In the previous section , we discussed how linked lists could be used to implement a dictionary. An alternative to a linked list would be an array. A couple of other alternatives are the non-generic System.Collections.ArrayList or the generic System.Collections.Generic.List<T> . These classes are similar to singly-dimensioned arrays, but they can grow as needed. In this respect, they are like a StringBuilder , but instead of storing chars, an ArrayList stores object?s and a List<T> stores instances of the type parameter T. Elements can be retrieved from instances of these classes using indexing, just like retrieving an element from an array.

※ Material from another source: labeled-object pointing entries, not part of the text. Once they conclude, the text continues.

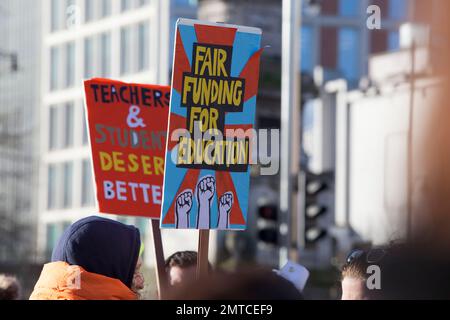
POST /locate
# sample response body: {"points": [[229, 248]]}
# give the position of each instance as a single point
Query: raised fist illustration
{"points": [[225, 204], [206, 188], [183, 208]]}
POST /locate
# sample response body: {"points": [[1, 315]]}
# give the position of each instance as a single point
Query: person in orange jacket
{"points": [[95, 259]]}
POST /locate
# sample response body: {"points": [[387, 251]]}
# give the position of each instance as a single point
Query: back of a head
{"points": [[248, 284], [9, 288], [102, 246], [181, 259]]}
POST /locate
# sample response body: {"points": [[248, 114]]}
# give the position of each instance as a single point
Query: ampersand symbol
{"points": [[132, 120]]}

Assuming we restrict the keys to be non-nullable sub-types of IComparable<TKey>, where TKey is the key type, we can store the keys in order in any of these data structures. We can then search for a key in the same way as we described for a linked list. However, such a search can be expensive - to search for a key that is larger than any key in the dictionary, we need to examine all of the keys. We say that the performance of this sequential search is in $ O(n) $, where $ n $ is the number of keys in the dictionary. This means that as $ n $ grows, the time required for the search is at worst proportional to $ n $.

We can improve this performance dramatically for an array or array-like structure such as an ArrayList or a List<T> using a technique called binary search (there isn’t much we can do to improve the performance of searching a linked list, as its structure restricts us to traversing it sequentially). The idea is similar to what humans do when looking for something in an ordered list such as a dictionary or an index of a book. Rather than looking sequentially through the sequence, we first look in the middle and narrow our search space depending on how what we are looking for compares with what we are looking at. For example, if we are looking for “Les Miserables”, we first look in the middle of the sequence, where we might see “Othello”. Because “Les Miserables” is alphabetically less than “Othello”, we can narrow the search space to those titles less than “Othello”. In the middle of this search space, we might find the title, “Great Expectations”. Because “Les Miserables” is alphabetically greater than “Great Expectations”, we narrow the search space to those titles greater than “Great Expectations” and less than “Othello”. We continue narrowing in this way until either we find “Les Miserables” or the search space becomes empty, implying that the data set does not contain this title.

In a binary search, each lookup is as nearly as possible in the center of the search space. This means that each time we look at an entry, we either find what we are looking for, or we decrease the size of the search space to at most half its previous size. For large data sets the search space therefore shrinks rapidly. For example, if we start with 1,000,000 elements and repeatedly reduce the search space to at most half its previous size, after 20 such reductions, we are left with nothing. Likewise, if we start with 1,000,000,000 elements, 30 such reductions in size lead to an empty search space.

To implement this algorithm, we need to keep track of the search space. We will use two int variables, start and end. start will keep track of the first index in the search space, while end will keep track of the first index past the search space, as follows:

The search space for binary search The search space for binary search

The way we have defined end may seem unnatural at first, but because it simplifies various calculations, it is a common way of describing a search space. For example, the number of elements in such a search space is simply the difference between end and start, and to describe an entire array, we can initialize start to 0 and end to the array’s length.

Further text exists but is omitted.